When it comes to Techno-Orientalist imagery, there is an inherent difference between Western markets that exploit these images of the “East” for their own gain, and the artists often native to these countries who create fashion and media inspired by their experiences. From national governments to fashion companies, institutions at large often perpetuate hyper-technological images of East Asian countries, mechanical and devoid of humanity, with the effect of exoticizing and dehumanizing the populace. Onlookers and consumers should be wary of how these aesthetics are integrated into our lives, and our choices as consumers of fashion and imagery: How do we protest fast fashion, overproduction, and the exploitation of labor overseas, in a way that is wary of these tropes?

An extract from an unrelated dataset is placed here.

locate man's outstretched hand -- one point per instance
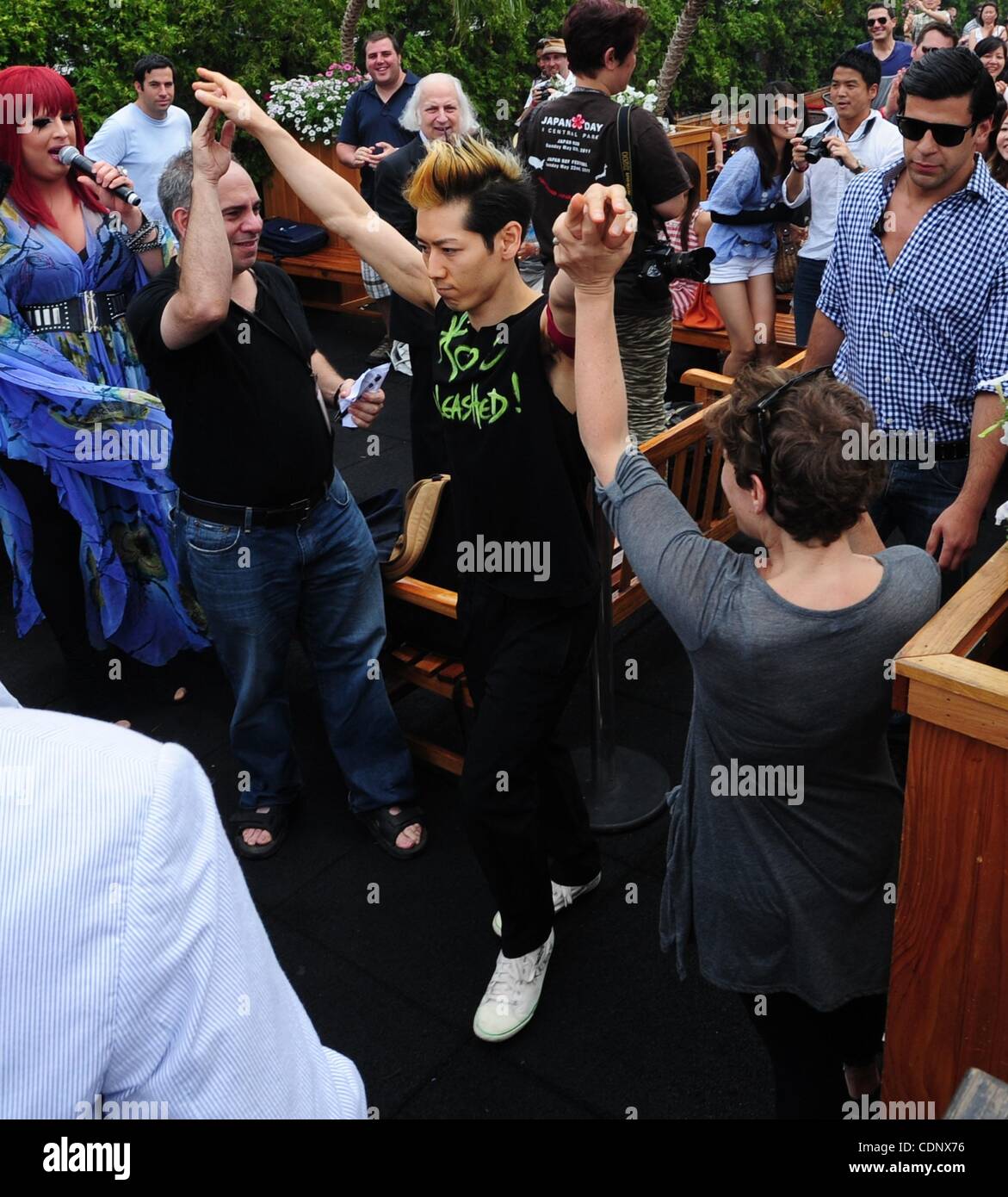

And how do we determine whose culture we deem futuristic– and where do the people it belongs to exist in your speculative future?
While some may find positives in the representation and success of East Asian culture in the economic and social mainstream, it is a double-edged sword built on a fetishization and colonization of the East. Techno-orientalism serves as a reminder that long-standing structures such as Orientalism are systemic patterns that don’t just go away in the modern age–its sepia-tint and scrolls are merely traded out for fluorescent backdrops and metallic cyborg bodies. Innovation and new technology won’t always solve our problems, but can merely shift how they appear.